There is no recipe for how to maintain business relationships over long periods of time.  If there was one, I’m sure Google or Microsoft would have branded it by now and made their bajillion’s.  There’s no recipe because every individual is different, every organization is different, every dynamic between two people is a little bit different.  And although there is no one recipe, there are a few guiding principles that I go by that I thought I’d share with you as you continue to maintain and develop your own relationships in the working world:

  • Think and act in a long-term manner. A relationship is a long-term thing.  It’s not a transaction.  Knowing that forces me to think and interact in a way that conveys I have the other person’s long-term best interest at heart.  That might mean giving them advice and guidance that results in CSS not getting a contract in the near-term, and that is absolutely fine.  It’s about what’s best for them long-term, not what’s best for CSS.
  • Be appreciative of others. Other people make decisions all the time about whether or not to work with us or whether or not to respond to my messages.  I appreciate the consideration and the responses.  The proverbial attitude of gratitude is a real thing; appreciate others because they are unique and special.
  • Treat EVERYBODY with respect. That means everybody I engage with or run into – I just try to make respect an all-the-time kind of thing.  I really work hard to treat others with undivided attention, like they are the most important person in the world to me.  And usually, in that moment, they are the most important person in the world to me.
  • Build Trust.

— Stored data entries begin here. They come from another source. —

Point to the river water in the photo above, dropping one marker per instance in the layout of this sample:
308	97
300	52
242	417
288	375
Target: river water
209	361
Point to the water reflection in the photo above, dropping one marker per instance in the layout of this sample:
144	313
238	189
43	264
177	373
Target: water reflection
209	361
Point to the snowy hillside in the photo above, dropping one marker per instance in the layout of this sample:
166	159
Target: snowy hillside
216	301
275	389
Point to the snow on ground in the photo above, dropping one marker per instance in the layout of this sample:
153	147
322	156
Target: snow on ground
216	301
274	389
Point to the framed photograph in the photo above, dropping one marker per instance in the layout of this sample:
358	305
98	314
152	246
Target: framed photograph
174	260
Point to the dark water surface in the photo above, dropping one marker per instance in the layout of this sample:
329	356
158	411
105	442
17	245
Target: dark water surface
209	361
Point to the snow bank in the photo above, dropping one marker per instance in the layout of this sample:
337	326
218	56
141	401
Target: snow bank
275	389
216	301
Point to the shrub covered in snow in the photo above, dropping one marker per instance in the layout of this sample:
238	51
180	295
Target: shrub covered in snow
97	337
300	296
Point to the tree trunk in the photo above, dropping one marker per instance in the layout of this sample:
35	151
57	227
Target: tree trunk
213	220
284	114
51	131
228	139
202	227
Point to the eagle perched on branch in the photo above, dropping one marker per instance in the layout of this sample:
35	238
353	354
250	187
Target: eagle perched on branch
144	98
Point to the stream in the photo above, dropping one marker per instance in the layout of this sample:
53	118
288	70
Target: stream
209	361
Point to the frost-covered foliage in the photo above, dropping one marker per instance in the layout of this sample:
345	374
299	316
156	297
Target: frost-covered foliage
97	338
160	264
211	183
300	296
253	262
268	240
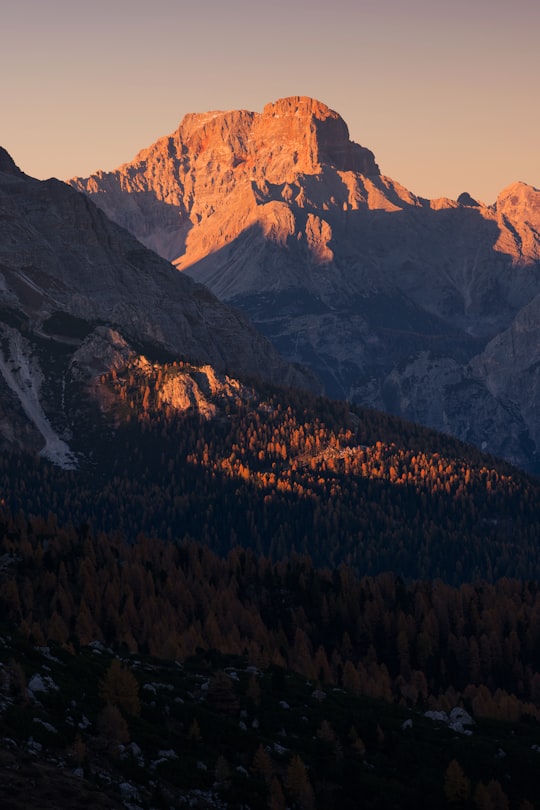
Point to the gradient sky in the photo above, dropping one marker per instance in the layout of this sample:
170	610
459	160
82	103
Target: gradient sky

I conducted a team-building workshop for an Executive Team, and I had them write 3 things that others do that helps them to trust the other person, and write 3 things that others do that makes the individual not trust others.  The variation in responses was amazing.  “Build Trust” may be the hardest principle of all because trust-building/breaking can be defined differently by different people.  To build trust, If somebody tells me something in confidence, I keep it to myself.  If I say I’m going to do something by a certain time, I do it.  If I can’t do it or not within the timeline, I let them know.

 

Now, as a disclaimer, I’m not perfect at these guiding principles.  I mess up, but I’ve found that if I’ve worked to establish a relationship, the other person will give me some grace.

Keep in mind that I’m not naturally the most extroverted or gregarious person in the world.  I’m not a relationship savant.  So, I have to work at relationships.  I have to think about it.  I have to have principles and apply them over and over again.

Use these principles and those that align to your values to make 2021 the year of building relationships.